Neurocientistas de Stanford usam IA para simular como o cérebro processa o mundo ao redor; entenda
Cientistas criaram uma rede artificial que reproduz mapas de neurônios formados pelo órgão humano quando enxerga
Cientistas do Instituto de Neurociências Wu Tsai, da Universidade de Stanford, nos Estados Unidos, conseguiram reproduzir, com a ajuda de técnicas de inteligência artificial (IA), a forma como o cérebro organiza informações visuais e dá sentido ao mundo. O estudo em que detalham a descoberta foi publicado na revista científica Neuron.
Os pesquisadores explicam que as regiões visuais do cérebro atuam de formas diferentes para processarem aquilo que o olho vê. Quando se observa o ponteiro de um relógio analógico se movendo, por exemplo, neurônios específicos seletivos a ângulos são ativados e formam mapas em formato de cata-ventos.
Já outras áreas visuais do cérebro formam tipos diferentes de estruturas espaciais com os neurônios para interpretar características visuais mais complexas e abstratas, como a distinção entre imagens de rostos familiares e de lugares.
Os cientistas chamam isso de mapas funcionais e afirmam que eles podem ser encontrados por todo o cérebro.
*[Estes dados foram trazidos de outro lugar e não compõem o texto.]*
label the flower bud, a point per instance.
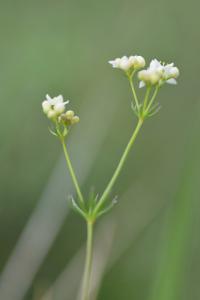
(75, 120)
(69, 114)
(125, 63)
(174, 72)
(51, 114)
(59, 107)
(46, 106)
(139, 62)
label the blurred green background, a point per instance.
(150, 245)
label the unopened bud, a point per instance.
(46, 106)
(75, 120)
(69, 114)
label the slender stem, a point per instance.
(146, 97)
(153, 98)
(130, 78)
(71, 170)
(88, 262)
(120, 165)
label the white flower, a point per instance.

Esse fenômeno intriga os pesquisadores, que buscavam maneiras de reproduzir os layouts de forma computacional para melhor compreendê-los.
Por isso, durante um extenso trabalho que levou sete anos, o time de Stanford desenvolveu um algoritmo de IA chamado rede neural artificial profunda topográfica (TDANN, da sigla em inglês), que, segundo escrevem no estudo, é “o primeiro modelo a prever vários aspectos da organização funcional (...) no sistema visual de primatas”.
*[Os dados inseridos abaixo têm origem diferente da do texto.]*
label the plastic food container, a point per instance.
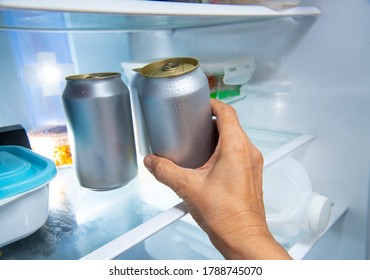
(52, 142)
(24, 192)
(226, 77)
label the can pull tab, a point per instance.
(171, 66)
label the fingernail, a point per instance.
(148, 163)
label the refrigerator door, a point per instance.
(308, 97)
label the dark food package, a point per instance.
(14, 135)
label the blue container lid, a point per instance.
(22, 170)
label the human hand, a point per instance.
(224, 196)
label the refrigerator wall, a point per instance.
(312, 77)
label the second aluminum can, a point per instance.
(175, 100)
(98, 112)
Em resumo, a rede artificial simula como o cérebro humano dá sentido para o mundo ao redor. À medida que o modelo aprendeu a processar estímulos visuais, ele começou a formar os mapas espaciais, reproduzindo a forma como os neurônios do cérebro se organizam.
De forma mais específica, ele reproduziu padrões complexos, como as estruturas mencionadas do cata-vento no córtex visual primário e dos grupos no córtex temporal ventral superior que reagem a rostos e lugares.
Eshed Margalit, o principal autor do estudo e pesquisador de Stanford, explica que foram utilizados modelos de aprendizado de máquina para treinar a rede que simula o cérebro. O resultado, segundo ele, é “parecido com a forma como os bebês aprendem sobre o mundo visual”, diz em comunicado.
Para os especialistas, essa tecnologia possibilitará uma compreensão melhor sobre como o cérebro se organiza – não apenas para a visão, que foi abordada no novo estudo, mas futuramente para outros sistemas, como o auditivo.
“Quando o cérebro está tentando aprender algo sobre o mundo, ele (...) forma mapas. Acreditamos que esse princípio também pode ser aplicado em outros sistemas”, diz Kalanit Grill-Spector, professor da Escola de Humanidades e Ciências de Stanford que participou do estudo.
Para os neurocientistas, o TDANN pode ser um caminho para avanços tanto na neurociência, como na própria área de IA. É uma “nova lente”, citam, para entender como o córtex visual funciona, o que pode levar a descobertas importantes para o estudo de distúrbios neurológicos – e de como tratá-los.
Já no campo da inteligência artificial, o desenvolvimento das redes pode ensinar os computadores a “ver” como os seres humanos. O que seria positivo já que o cérebro opera com uma capacidade acima da observada hoje entre os computadores.
Os pesquisadores citam de exemplo que o órgão humano consegue computar um bilhão de operações matemáticas com apenas 20 watts de energia, enquanto um supercomputador requer um milhão de vezes mais energia para fazer a mesma tarefa.
Segundo os cientistas, esses mapas podem ser justamente a “fiação” que conecta os 100 bilhões de neurônios do cérebro de forma mais simples, o que aumenta a efetividade do processamento do órgão. Isso pode levar à criação de sistemas artificiais mais eficientes inspirados no mecanismo cerebral.
“A IA é limitada pela potência. Em longo prazo, se as pessoas souberem como executar sistemas artificiais com um consumo de energia muito menor, isso poderá impulsionar o desenvolvimento da tecnologia”, diz o pesquisador Dan Yamins, do Instituto de Neurociências Wu Tsai, que também participou do estudo.